Disk and Memory Space Gain
In ROOT older than v5.20/00, the branches' last basket, also known as the write basket, was always saved in the same "key" as the TTree object and was always present in memory when reading or writing.
When reading this write basket was always present in memory even if the branch was never accessed.
Starting in v5.20/00, TTree::Write closes out, compresses (when requested) and writes to disk in their own file record the write baskets of all the branches.
(This is implemented via the new function TTree::FlushBaskets, TBranch::FlushBaskets, TBranch::FlushOneBaskets)

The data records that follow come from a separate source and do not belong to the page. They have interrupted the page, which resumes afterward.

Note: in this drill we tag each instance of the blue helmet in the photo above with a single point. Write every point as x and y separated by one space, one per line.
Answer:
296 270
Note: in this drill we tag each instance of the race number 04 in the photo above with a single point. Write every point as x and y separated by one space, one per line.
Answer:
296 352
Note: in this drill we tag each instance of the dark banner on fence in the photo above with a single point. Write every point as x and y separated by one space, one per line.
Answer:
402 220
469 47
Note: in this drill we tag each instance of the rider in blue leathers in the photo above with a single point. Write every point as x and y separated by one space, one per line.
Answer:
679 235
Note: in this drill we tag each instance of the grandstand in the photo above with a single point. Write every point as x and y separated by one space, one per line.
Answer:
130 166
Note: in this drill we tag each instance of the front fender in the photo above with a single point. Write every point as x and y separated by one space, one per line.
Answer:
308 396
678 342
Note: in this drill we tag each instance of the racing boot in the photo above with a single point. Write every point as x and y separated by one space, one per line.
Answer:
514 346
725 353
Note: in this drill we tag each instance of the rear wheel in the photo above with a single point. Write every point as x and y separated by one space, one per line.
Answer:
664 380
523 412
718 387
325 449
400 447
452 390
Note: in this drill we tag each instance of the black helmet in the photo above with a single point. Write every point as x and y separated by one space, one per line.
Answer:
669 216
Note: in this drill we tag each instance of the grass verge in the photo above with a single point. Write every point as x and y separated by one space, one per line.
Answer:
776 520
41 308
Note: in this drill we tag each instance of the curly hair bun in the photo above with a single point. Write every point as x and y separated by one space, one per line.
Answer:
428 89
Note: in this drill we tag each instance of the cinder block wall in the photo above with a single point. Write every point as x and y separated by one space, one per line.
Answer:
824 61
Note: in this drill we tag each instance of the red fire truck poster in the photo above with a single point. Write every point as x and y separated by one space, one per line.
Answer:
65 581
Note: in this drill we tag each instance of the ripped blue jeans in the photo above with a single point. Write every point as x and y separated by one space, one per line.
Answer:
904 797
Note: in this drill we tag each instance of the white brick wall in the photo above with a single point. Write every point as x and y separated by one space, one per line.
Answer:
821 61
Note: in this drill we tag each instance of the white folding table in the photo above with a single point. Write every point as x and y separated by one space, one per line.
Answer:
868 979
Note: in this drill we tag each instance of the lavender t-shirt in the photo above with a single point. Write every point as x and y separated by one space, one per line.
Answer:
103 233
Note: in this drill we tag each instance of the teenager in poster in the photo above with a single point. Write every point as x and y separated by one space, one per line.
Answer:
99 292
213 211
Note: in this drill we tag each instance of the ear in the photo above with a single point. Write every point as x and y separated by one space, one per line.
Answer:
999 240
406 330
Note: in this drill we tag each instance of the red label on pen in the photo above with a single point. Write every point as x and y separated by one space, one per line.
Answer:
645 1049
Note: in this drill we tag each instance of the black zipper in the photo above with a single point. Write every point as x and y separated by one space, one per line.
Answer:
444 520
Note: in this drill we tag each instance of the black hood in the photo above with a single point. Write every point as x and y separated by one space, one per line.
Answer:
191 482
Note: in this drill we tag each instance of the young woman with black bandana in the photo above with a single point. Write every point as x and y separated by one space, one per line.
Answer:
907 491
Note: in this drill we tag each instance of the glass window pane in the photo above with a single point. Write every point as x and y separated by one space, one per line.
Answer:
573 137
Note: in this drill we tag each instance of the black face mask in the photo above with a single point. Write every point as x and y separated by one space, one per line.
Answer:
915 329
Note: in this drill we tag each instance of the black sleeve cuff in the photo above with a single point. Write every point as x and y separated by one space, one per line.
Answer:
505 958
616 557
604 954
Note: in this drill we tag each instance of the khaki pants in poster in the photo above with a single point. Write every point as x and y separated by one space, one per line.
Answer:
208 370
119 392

TTree::AutoSave supports a new option "FlushBaskets" which will call FlushBaskets before saving the TTree object.
Benefits
Flushing the write baskets has several advantages:
- Reduce the file size of the TTree object (it not longer contains the last basket), improving read time of the TTree object
- Reduce memory footprint of the TTree object.
- In a TTree which "flushed" buffer, there is now usually only zero or one buffer in memory.
- Previously each branch always had at least one basket in memory and usually 2 (the write basket and one read basket).
- Now only the basket of the branches actually read are loaded in memory.
- allow for the basket to be compressed and stored separated, increasing the compression factor.
Note: Calling FlushBaskets too often (either directly of via AutoSave("FlushBaskets")) can lead to unnecessary fragmentation of the ROOT file,
since it write the baskets to disk (and a new basket will be started at the next fill) whether or not the content was close to filling the basket or not.
Others
- The fast tree cloning (TTreeCloner) was enhanced to support copying in-memory TTrees (that have been save as a single key on file). This issue was preventing hadd to fast clone files containing any 'in-memory' tree.
- Re-enabled the splitting of TVector3 and of any classes starting by TVector
that is not a TVectorT.
- Fix the list of StreamerInfo stored in the TFile in the case of a slow
CloneTree, previously some of the classes whose named contained '::' and any
of the STL container names was inadvertently omitted (in case of classes
that are part of the TTree but had only a base and no member or in some
cases where it had only object data members.
-
- Prevent storing a 2nd time an object non derived from TObject in the case
where the object is both the top level object of branch and has
some of it sub-object containing a pointer back to the object. (This was
actually activated in v5.18).
-
void TBranch::DeleteBaskets(Option_t* option)
new function which loops on all branch baskets. If the file where branch buffers reside is writable, free the disk space associated to the baskets of the branch, then call Reset(). If the option contains "all", delete also the baskets for the subbranches. The branch is reset.
NOTE that this function must be used with extreme care. Deleting branch baskets
fragments the file and may introduce inefficiencies when adding new entries
in the Tree or later on when reading the Tree.
- Protect TTree::GetCurrentFile in case the current directory is gROOT.
This case may happen when a TChain calls TChain::Process and no files have been
connected to the chain yet, but a TFile has been opened meanwhile.
- Remove the calls to MapObject introduce in revision 21384 when
are unnecessary hence restoring lost performance in case where
the TTree contains many simple type (double, int, etc.)
- In TBranchElement::Streamer when writing, call ForceWriteInfo
not only for the TStreamerInfo directly concerning this branch
but also (in the case of the top level branch of a split TClonesArray
or a split STL container) call ForceWriteInfo for the class of
the value.
This omission meant that slow CloneTree was (fataly) missing in
some cases the copy of the TStreamerInfo for class that are part
part of the TTree but had only a base and no member or in
some cases where it had only object data members.
- Fix the return value of the lookup in TChainIndex
when the value searched for does not exist.